In the 1980s, meanwhile, `children grew up learning just national
values, not universal ones. The apolitical generation of the 1980s is
now holding jobs.'
Moreover, a small-minded society that cannot feel empathy for anyone
was produced because they have been taught nothing but `the glorious
history of Turks,' she said.
`Mountain Turks,' assimilation and the PKK
`Sept. 12 completely finished off the left, but the gravest damage
done was to the legal awakening of Kurds.'
The official policy of the coup era was that there was no such people
as the Kurds ` those who defined themselves as such were merely
`mountain Turks' according to the nationalist logic, which also
suspended reality in arguing that the word `Kurd' was simply the
onomatopoeia of the crunching sound one makes when walking in the
snow.
This policy of total denial and assimilation laid the groundwork for
the lasting influence of the outlawed Kurdistan Workers' Party, or
PKK, Arakon said. `Even today, we have politicians and a large mass of
people who say there is no such thing as a Kurdish problem.'
Toward Islamism in the 1990s and 2000s
The 10-percent election barrier brought by the 1980 coup was `an
anti-democratic practice' sought to ensure a one-party government in
power and prevent Kurdish political participation, Arakon said.

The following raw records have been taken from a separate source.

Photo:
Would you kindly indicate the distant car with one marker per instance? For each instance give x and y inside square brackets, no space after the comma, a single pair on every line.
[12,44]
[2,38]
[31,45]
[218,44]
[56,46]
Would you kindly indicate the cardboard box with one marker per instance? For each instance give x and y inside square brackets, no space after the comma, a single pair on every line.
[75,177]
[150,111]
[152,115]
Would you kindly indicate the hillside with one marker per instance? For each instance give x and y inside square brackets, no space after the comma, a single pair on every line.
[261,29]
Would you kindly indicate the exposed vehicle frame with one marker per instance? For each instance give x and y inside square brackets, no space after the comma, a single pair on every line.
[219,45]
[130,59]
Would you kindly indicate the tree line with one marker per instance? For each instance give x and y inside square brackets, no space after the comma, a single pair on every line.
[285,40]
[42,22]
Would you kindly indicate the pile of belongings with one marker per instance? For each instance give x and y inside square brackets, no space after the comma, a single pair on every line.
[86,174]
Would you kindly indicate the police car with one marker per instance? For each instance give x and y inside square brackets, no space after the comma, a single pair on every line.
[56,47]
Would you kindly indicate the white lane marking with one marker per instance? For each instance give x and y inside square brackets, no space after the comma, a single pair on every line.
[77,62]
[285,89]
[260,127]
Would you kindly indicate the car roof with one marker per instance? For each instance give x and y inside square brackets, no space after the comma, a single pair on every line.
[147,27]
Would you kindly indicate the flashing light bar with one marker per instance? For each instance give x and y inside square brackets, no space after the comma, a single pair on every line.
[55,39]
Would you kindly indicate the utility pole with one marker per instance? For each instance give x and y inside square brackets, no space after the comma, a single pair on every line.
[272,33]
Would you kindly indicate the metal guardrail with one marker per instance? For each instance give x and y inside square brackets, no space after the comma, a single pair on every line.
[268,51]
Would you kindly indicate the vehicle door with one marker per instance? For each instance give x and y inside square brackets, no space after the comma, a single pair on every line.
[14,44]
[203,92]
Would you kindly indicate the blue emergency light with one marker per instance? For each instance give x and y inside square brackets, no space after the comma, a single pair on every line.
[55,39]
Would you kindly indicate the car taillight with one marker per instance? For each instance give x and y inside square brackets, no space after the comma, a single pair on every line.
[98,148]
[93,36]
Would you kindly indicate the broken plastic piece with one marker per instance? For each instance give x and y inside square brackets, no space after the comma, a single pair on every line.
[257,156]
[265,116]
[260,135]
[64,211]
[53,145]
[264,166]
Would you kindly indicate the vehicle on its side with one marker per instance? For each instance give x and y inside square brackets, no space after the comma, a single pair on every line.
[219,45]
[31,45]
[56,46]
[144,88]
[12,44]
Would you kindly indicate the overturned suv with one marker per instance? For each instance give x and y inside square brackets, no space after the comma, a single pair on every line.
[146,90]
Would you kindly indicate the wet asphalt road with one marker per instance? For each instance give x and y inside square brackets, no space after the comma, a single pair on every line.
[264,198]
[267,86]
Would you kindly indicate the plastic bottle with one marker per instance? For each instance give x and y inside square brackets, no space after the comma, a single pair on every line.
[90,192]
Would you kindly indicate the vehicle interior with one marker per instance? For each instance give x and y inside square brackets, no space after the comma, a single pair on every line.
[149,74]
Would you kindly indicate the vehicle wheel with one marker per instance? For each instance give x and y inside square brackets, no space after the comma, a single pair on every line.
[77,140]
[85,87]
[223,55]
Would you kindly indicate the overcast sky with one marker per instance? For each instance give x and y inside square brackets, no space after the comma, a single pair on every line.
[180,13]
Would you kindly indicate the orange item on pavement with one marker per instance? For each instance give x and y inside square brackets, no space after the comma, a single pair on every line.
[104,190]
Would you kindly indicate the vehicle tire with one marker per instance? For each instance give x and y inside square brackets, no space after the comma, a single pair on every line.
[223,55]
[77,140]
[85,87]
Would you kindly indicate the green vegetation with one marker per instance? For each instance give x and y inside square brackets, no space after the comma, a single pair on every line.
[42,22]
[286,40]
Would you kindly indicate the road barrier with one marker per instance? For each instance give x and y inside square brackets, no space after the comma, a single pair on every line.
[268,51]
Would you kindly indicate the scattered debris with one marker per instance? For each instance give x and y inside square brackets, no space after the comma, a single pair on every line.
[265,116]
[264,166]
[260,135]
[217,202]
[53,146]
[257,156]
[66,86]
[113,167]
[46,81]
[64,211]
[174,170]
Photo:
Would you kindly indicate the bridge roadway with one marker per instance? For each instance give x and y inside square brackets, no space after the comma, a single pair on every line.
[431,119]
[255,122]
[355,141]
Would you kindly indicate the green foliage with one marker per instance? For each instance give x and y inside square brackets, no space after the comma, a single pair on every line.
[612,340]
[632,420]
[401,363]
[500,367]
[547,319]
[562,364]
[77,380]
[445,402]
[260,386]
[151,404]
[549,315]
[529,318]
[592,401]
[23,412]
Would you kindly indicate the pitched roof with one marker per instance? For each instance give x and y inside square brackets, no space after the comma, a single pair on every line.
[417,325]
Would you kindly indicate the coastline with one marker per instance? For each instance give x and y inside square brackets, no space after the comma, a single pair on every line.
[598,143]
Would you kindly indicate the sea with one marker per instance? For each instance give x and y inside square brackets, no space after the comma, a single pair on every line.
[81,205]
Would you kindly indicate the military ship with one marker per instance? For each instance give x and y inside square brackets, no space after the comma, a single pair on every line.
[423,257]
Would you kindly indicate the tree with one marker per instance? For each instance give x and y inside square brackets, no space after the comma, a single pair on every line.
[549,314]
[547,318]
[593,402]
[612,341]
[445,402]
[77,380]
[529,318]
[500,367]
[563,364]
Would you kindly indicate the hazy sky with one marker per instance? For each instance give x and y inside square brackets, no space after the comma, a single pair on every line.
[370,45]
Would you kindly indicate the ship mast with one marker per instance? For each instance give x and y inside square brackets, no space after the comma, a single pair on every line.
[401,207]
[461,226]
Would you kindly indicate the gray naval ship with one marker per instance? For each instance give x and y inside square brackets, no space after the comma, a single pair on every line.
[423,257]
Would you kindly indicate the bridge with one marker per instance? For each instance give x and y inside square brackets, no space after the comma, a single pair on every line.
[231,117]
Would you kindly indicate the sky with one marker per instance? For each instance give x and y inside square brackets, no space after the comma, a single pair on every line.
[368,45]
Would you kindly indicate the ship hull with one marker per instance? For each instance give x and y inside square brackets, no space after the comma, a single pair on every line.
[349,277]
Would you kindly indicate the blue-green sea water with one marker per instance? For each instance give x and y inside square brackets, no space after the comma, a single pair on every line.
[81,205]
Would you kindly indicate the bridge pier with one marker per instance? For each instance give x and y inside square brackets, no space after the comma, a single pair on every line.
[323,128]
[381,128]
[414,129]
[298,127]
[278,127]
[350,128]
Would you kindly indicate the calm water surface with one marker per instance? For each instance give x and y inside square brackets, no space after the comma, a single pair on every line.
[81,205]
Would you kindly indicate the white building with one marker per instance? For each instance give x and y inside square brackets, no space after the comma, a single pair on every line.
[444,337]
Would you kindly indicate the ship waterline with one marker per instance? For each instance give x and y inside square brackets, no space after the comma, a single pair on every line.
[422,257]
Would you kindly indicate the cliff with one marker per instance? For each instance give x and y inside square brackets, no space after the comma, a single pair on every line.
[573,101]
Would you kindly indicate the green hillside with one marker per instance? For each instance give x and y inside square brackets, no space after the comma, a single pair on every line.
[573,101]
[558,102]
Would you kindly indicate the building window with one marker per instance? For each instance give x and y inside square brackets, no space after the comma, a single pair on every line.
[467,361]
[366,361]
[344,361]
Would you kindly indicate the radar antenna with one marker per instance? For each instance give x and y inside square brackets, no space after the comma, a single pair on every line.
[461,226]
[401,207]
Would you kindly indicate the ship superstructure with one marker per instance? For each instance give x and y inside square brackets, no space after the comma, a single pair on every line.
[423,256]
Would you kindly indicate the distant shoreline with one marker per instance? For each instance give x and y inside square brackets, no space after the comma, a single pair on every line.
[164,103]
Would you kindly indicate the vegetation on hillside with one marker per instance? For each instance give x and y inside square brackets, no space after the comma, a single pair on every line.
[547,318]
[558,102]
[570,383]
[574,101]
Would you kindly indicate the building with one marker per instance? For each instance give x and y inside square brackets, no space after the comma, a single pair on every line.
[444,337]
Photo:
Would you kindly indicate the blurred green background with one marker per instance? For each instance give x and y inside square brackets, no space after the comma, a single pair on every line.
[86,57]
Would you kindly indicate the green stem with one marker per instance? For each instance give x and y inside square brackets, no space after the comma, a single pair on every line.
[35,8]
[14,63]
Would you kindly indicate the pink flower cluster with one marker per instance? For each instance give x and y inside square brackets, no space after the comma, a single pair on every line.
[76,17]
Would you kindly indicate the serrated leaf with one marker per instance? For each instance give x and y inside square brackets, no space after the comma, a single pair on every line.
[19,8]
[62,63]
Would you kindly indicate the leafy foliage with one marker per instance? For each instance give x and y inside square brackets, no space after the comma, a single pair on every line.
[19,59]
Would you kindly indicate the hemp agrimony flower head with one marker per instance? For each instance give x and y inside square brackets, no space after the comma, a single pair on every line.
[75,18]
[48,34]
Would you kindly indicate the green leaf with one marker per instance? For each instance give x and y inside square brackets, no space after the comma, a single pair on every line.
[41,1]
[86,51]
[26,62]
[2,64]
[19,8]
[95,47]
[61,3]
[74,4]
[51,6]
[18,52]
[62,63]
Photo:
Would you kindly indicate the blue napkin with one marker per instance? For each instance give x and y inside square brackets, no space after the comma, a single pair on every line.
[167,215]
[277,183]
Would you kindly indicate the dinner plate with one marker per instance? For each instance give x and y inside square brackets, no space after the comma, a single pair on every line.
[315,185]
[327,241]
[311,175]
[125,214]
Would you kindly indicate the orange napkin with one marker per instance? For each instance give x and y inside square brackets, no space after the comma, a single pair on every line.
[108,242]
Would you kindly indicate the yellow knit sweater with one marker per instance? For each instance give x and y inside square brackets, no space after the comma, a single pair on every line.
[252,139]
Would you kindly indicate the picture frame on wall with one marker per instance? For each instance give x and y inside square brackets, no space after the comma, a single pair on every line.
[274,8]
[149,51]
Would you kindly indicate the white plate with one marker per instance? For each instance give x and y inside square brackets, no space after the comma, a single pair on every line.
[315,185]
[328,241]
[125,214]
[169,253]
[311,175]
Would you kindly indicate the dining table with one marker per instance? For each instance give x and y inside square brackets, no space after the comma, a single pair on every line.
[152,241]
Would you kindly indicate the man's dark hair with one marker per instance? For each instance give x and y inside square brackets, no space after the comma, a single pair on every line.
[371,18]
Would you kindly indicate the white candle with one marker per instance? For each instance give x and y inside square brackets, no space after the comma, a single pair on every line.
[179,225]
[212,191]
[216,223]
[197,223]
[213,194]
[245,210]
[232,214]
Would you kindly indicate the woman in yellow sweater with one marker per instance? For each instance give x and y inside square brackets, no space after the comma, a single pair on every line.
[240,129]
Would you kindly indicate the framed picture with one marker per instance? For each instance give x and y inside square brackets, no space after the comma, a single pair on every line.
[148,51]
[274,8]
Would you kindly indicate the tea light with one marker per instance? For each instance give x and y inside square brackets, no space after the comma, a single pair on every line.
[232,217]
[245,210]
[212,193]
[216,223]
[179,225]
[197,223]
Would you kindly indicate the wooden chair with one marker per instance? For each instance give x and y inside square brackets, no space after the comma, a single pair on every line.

`You push a movement toward violence when you marginalize it ` this is
one of the first things you learn in political science,' she said.
In the 1990s, right-wing parties like the Motherland Party, or ANAP,
and the True Path Party, or DYP, as well as the left-wing parties like
the Social Democratic People's Party, or SHP, and the Democratic Left
Party, or DSP, were important players on the political stage, but the
largest political event during the decade was the rise of political
Islam.
`The seed of the Turk-Islam Synthesis was planted in the 1980s and
over time it grew, especially with the rise of the Islamist Welfare
Party [RP].'
Later, in the 2002 elections, the AKP came to power and was only
joined in Parliament by the Republican People's party, or CHP, which
had failed to clear the election hurdle during the previous election.
`A party that considered Islam as its identity came into power [on its
own] for the first time,' she said, adding that the AKP's success
could not have happened beforehand due to the secularist military, but
was made possible in 2002 thanks to the strength of the pious
Anatolian bourgeoisie.
`The metropolitan Kemalist bourgeoisie was removed from power' when
this happened, she said.
`The Kurdish party [BDP] is a change from the past, [however],' she
said, noting the lack of previous Kurdish political participation.
Ultimately, however, there is little prospect for a new or radical
movement emerging to change the general political atmosphere in the
short term, Arakon said.
`The referendum is not that important'
`Whoever wins, our daily lives will not be that different,' said
Arakon, `If it is a `yes,' Turkey will be a bit more democratic, which
is a good thing, but if it is a `no,' well, this is the Constitution
we have been living with for all those years already.'
Ultimately, the present constitutional reform referendum is not as
important as it is being promoted, Arakon said, adding that it was
anti-democratic to include so many articles together in a single
package.
`We will not be governed by Shariah if it is a `yes' ` if it were so,
it would have happened in 2002,' Arakon said in reference to a common
secularist fear that the ruling Justice and Development Party, or AKP,
secretly harbors an Islamist agenda.
`The threat is authoritarianism and standardization. Turkey is
becoming more civilian because the military is being questioned now,
but it is not becoming more democratic,' she said.
`Every democratization requires demilitarization, but not every
demilitarization means democratization,' she said.